Docstrings

mdbenito · mdbenito · commit bd87db724693 · 2023-02-20T21:10:03.000+01:00
diff --git a/src/pydvl/value/shapley/gt.py b/src/pydvl/value/shapley/gt.py
@@ -5,7 +5,7 @@
 computed with guarantees.
 
 .. warning::
-   This method is extremely inefficient. Potential improvements to the
+   This method is very inefficient. Potential improvements to the
    implementation notwithstanding, convergence seems to be very slow (in terms
    of evaluations of the utility required). We recommend other Monte Carlo
    methods instead.
@@ -43,6 +43,20 @@ def _constants(
     """A helper function returning the constants for the algorithm. Pretty ugly,
     yes.
 
+    :param n: The number of data points.
+    :param epsilon: The error tolerance.
+    :param delta: The confidence level.
+    :param utility_range: The range of the utility function.
+
+    :return: A namedtuple with the constants. The fields are the same as in the
+        paper:
+        - kk: the sample sizes (i.e. an array of 1, 2, ..., n - 1)
+        - Z: the normalization constant
+        - q: the probability of drawing a sample of size k
+        - q_tot: another normalization constant
+        - T: the number of iterations. This will be -1 if the utility_range is
+            infinite. E.g. because the :class:`~pydvl.utils.score.Scorer` does
+            not define a range.
     """
     r = utility_range
 
@@ -86,7 +100,7 @@ def num_samples_eps_delta(
 
     :param eps: ε
     :param delta: δ
-    :param n: Number of samples
+    :param n: Number of data points
     :param utility_range: Range of the :class:`~pydvl.utils.utility.Utility`
         function
     :return: Number of samples from $2^{[n]}$ guaranteeing ε/√n-correct Shapley
@@ -110,8 +124,7 @@ def _group_testing_shapley(
     :param u: Utility object with model, data, and scoring function.
     :param n_samples: total number of samples (subsets) to use.
     :param progress: Whether to display progress bars for each job.

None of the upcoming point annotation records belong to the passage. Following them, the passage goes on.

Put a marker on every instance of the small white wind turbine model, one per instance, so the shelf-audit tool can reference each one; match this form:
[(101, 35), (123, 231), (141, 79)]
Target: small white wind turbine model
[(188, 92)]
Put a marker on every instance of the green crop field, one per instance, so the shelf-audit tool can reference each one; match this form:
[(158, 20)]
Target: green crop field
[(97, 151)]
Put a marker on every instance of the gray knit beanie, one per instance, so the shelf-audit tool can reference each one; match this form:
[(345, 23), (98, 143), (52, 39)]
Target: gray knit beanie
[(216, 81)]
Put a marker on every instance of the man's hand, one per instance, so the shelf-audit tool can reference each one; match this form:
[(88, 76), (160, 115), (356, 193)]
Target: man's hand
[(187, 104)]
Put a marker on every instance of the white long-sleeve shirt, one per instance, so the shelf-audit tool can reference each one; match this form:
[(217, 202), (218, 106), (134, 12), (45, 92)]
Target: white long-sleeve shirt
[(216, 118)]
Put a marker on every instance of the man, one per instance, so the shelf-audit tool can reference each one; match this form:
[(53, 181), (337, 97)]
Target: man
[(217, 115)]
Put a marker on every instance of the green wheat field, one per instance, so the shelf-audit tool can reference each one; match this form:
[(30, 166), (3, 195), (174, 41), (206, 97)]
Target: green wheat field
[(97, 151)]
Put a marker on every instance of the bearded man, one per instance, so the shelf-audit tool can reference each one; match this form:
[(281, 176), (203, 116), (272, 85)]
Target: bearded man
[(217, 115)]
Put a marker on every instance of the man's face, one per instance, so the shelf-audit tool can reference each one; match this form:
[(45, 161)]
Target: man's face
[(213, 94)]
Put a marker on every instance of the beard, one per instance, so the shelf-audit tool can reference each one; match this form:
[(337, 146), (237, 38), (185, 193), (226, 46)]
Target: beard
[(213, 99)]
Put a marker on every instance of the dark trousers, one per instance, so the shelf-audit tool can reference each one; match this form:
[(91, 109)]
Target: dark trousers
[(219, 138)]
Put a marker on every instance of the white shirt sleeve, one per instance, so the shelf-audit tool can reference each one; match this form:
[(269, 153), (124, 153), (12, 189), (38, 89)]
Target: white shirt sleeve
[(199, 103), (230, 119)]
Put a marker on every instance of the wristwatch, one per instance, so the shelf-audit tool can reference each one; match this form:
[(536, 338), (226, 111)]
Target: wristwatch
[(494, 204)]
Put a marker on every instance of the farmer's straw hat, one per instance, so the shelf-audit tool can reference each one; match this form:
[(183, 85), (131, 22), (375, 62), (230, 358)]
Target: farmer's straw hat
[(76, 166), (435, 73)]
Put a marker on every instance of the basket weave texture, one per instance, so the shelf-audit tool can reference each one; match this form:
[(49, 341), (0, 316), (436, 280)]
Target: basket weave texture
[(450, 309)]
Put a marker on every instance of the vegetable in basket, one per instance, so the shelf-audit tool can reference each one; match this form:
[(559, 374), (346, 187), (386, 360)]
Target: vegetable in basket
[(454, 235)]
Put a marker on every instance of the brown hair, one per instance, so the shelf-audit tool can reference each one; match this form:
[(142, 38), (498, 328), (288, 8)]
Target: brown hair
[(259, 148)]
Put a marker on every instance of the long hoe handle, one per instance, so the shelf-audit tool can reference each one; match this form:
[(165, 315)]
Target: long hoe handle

-    :param job_id: id to use for reporting progress (e.g. to place
-    progres bars)
+    :param job_id: id to use for reporting progress (e.g. to place progres bars)
     :return:
     """
     rng = np.random.default_rng()
@@ -144,8 +157,8 @@ def group_testing_shapley(
     in :footcite:t:`jia_efficient_2019`.
 
     .. warning::
-       This method is extremely inefficient. It requires several orders of
-       magnitude more evaluations of the utility than others in
+       This method is very inefficient. It requires several orders of magnitude
+       more evaluations of the utility than others in
        :mod:`~pydvl.value.shapley.montecarlo`. It also uses several intermediate
        objects like the results from the runners and the constraint matrices
        which can become rather large.
@@ -179,6 +192,7 @@ def group_testing_shapley(
     """
 
     n = len(u.data.indices)
+
     const = _constants(
         n=n,
         epsilon=epsilon,